I am asking for the following reason:
1. While I know T-SQL in general, I am no SQL Server admin.
2. Recently we had a SQL Server "crash" on us. Ultimately it is a VM with one of it's "disks" mapped to a LUN on our SAN that actually crashed. However, it appears that it was going on for about 2 months before the server finally crapped out. Problem is, all of our data from early December disappeared, even in the backups so we had to rebuild everything.
While the database that was affected is "production" it is a copy of data from elsewhere, so, no major crisis, other than getting it back on-line.

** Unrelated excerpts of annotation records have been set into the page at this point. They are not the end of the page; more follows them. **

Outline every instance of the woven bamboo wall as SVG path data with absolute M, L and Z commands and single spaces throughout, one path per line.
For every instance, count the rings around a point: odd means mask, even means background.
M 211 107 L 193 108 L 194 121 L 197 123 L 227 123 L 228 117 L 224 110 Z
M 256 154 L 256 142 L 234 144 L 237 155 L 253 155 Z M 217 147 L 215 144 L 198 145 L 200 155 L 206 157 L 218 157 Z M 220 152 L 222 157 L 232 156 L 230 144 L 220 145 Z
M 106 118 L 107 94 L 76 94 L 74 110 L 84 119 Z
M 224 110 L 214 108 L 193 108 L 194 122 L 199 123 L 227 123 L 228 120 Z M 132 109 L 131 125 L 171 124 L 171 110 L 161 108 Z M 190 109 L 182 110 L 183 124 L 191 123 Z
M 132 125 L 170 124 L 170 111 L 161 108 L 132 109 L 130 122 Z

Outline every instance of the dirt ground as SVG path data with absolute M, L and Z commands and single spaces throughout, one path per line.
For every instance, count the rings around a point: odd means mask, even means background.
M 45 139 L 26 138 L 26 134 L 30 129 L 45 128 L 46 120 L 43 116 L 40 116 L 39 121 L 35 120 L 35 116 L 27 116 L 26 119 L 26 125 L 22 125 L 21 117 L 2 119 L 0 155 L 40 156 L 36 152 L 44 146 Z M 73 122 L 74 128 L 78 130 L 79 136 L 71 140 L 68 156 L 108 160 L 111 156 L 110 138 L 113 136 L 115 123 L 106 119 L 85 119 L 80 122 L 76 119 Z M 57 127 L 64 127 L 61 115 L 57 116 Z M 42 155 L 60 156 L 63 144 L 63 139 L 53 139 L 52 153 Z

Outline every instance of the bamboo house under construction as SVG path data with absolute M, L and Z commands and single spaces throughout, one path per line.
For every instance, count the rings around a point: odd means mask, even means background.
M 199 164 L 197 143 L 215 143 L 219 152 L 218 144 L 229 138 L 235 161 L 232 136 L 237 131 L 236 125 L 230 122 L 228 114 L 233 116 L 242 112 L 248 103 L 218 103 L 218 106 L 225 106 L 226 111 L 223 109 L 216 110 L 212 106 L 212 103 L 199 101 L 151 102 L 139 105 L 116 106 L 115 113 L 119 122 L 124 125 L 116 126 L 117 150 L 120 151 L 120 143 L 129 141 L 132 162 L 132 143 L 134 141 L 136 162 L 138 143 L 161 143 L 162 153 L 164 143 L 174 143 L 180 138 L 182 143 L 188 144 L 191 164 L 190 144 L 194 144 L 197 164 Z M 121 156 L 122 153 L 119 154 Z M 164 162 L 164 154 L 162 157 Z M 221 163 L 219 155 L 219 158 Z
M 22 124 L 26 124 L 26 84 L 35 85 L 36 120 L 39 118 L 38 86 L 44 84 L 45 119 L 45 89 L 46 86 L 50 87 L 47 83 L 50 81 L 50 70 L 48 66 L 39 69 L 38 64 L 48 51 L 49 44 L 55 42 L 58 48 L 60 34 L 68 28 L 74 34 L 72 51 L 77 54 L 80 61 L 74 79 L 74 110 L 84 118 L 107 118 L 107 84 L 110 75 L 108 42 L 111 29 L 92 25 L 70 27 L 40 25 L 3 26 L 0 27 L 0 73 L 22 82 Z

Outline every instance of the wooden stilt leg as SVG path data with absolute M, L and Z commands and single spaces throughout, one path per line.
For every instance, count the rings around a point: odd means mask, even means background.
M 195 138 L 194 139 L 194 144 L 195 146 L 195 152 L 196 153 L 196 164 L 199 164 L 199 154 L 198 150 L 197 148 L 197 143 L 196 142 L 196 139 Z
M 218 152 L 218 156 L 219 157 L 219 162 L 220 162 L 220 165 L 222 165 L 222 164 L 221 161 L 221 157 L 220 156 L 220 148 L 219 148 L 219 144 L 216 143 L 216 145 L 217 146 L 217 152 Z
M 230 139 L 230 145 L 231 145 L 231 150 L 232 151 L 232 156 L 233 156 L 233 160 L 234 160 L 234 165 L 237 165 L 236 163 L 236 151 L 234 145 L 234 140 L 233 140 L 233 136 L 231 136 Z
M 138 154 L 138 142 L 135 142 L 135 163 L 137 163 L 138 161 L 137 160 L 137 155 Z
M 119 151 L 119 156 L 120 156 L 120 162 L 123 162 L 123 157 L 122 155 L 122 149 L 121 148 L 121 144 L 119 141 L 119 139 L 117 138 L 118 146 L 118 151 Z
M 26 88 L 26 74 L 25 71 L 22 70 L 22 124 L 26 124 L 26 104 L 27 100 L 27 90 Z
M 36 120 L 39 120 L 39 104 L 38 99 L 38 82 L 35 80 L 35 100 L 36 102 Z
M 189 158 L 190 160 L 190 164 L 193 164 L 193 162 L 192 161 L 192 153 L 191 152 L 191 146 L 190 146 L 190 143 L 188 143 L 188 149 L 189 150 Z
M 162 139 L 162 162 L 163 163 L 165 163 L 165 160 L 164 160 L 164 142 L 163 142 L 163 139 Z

To the best of my guessing ability, I am thinking the disk was "crashing" for some time, blocking writes while allowing reads. My gut tells me SQL Server was caching data pages (I hope I have the terminology correct) in memory to compensate for the write failures and merging the results with reads from disk (writes on this server occur in batches...it is mostly reads). When the cache filled up and max out memory, the server crashed and, when it came back up, the disk failures finally surfaced. Again, guess, but a fairly educated one.
I am concerned because we have other SQL servers on this SAN, some extremely critical to our business. I would like to know if this situation is about to happen elsewhere and do whatever we can to stop it. I'm trying to work with our Infrastructure team to see if they can monitor the SAN/LUNs for these circumstances, but I've not had much luck with them, so I thought I'd try to tackle it from the SQL Server side.
If anyone could let me know where I might find SQL error logs that might record disk write failures and let me know what to look for in them (or queries to run on the server itself), I can put together some jobs/monitoring tools to keep this from happening again.
Thanks, in advance, for your assistance!